Self-managing landlords need current guidance
The Renters Rights Act changed important parts of private renting. If you manage your own property, you cannot rely on old tenancy templates, old possession assumptions or outdated advert wording.
GOV.UK publishes a guide to the Renters Rights Act. Check it before making decisions, especially where possession, tenancy terms or discrimination rules are involved.
No-fault possession has changed
The headline change is the move away from section 21 no-fault eviction. Landlords must rely on legally recognised grounds for possession and be able to evidence the reason.
That makes record-keeping more important. Keep tenancy documents, rent records, repair communication, inspection notes and any evidence that supports a possession ground.
Tenancy terms and written information
Older fixed-term assumptions may no longer fit new rules. Written information for tenants also matters more because both parties need clarity on rent, deposit, repairs, bills and responsibilities.
If you use a template agreement, make sure it matches the current rules for the country where the property is located. England and Wales do not use identical rental frameworks.
Advertising and tenant selection
Advertising should be factual and fair. The Renters Rights Act includes measures around rental discrimination, including applicants with children and applicants receiving benefits.
Use clear affordability and suitability criteria, but avoid blanket bans. Assess each applicant on evidence, referencing results and whether the property genuinely suits their needs.
What to update in your own process
Self-managing landlords should update advert templates, enquiry replies, viewing scripts, referencing workflow and tenancy paperwork. The change is not just legal theory; it affects everyday decisions.
PropertyAdverts supports landlords with advertising, enquiries and optional tenant referencing, but legal responsibility remains with the landlord.
How to use this before you advertise
Use this guide as a pre-advertising check, not as a substitute for current legal advice. Landlords have to balance speed, compliance and applicant quality, especially when rules or tenant expectations change.
A fixed-fee advert can reduce marketing cost, but it does not remove the landlord responsibilities around safety, fair selection, tenancy paperwork or ongoing management. Keep those decisions separate from the advert package itself.

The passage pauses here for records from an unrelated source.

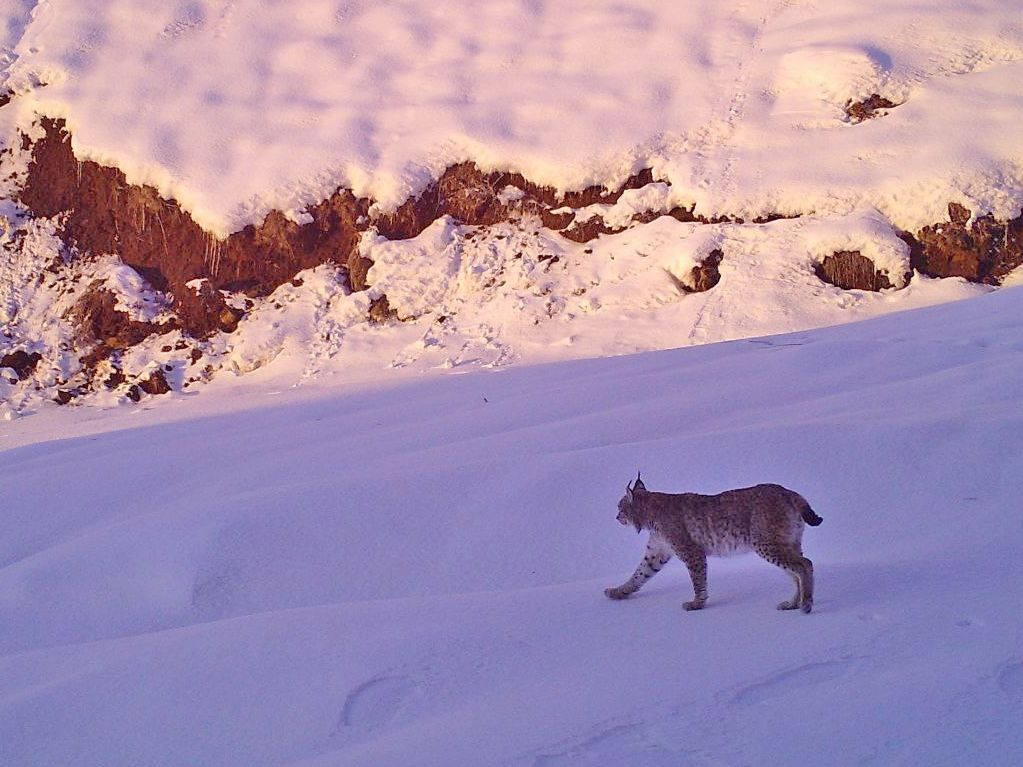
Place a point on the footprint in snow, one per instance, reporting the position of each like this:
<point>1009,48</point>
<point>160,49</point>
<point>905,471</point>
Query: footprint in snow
<point>792,679</point>
<point>621,745</point>
<point>1011,681</point>
<point>375,703</point>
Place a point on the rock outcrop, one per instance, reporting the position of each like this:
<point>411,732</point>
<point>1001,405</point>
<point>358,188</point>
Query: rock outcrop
<point>983,250</point>
<point>850,270</point>
<point>99,213</point>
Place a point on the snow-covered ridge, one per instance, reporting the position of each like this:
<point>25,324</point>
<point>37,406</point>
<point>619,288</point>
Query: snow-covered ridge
<point>412,574</point>
<point>236,108</point>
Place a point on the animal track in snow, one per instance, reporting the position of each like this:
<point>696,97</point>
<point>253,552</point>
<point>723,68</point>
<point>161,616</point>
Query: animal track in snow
<point>375,703</point>
<point>1011,680</point>
<point>622,745</point>
<point>792,679</point>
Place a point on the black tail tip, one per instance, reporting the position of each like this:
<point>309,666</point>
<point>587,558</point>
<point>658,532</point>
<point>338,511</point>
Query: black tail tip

- Check current GOV.UK guidance where the topic involves legal duties.
- Prepare compliance documents before you accept a tenant.
- Use enquiry quality and referencing evidence rather than guesswork.
- Use the landlord route when the property is ready to advertise.
Common landlord questions
Should I check this before advertising?
Yes. If renters rights act self managing landlords affects legal readiness, rent, tenant selection or paperwork, check it before you accept an applicant. Advertising is faster when the landlord is prepared.
Does PropertyAdverts replace landlord legal advice?
No. PropertyAdverts supports advertising, enquiries and optional tenant services. Landlords remain responsible for legal compliance, property safety and choosing a suitable tenancy process.
Can I add tenant services after the advert?
Yes. Referencing and tenancy tools are most useful once there is a serious applicant. Keeping them separate from the advert helps you avoid paying for extras too early.
What if the rules change again?
Check current GOV.UK guidance before relying on old templates or old advice. Rental rules have changed recently, so stale checklists can create risk.
Where should I go next?
If Renters Rights Act: a guide for self-managing landlords answers your planning question, prepare the advert details and choose the landlord package that gives the portal reach you need.
Before advertising your next rental, review current guidance, then use PropertyAdverts to manage the advert and enquiry flow.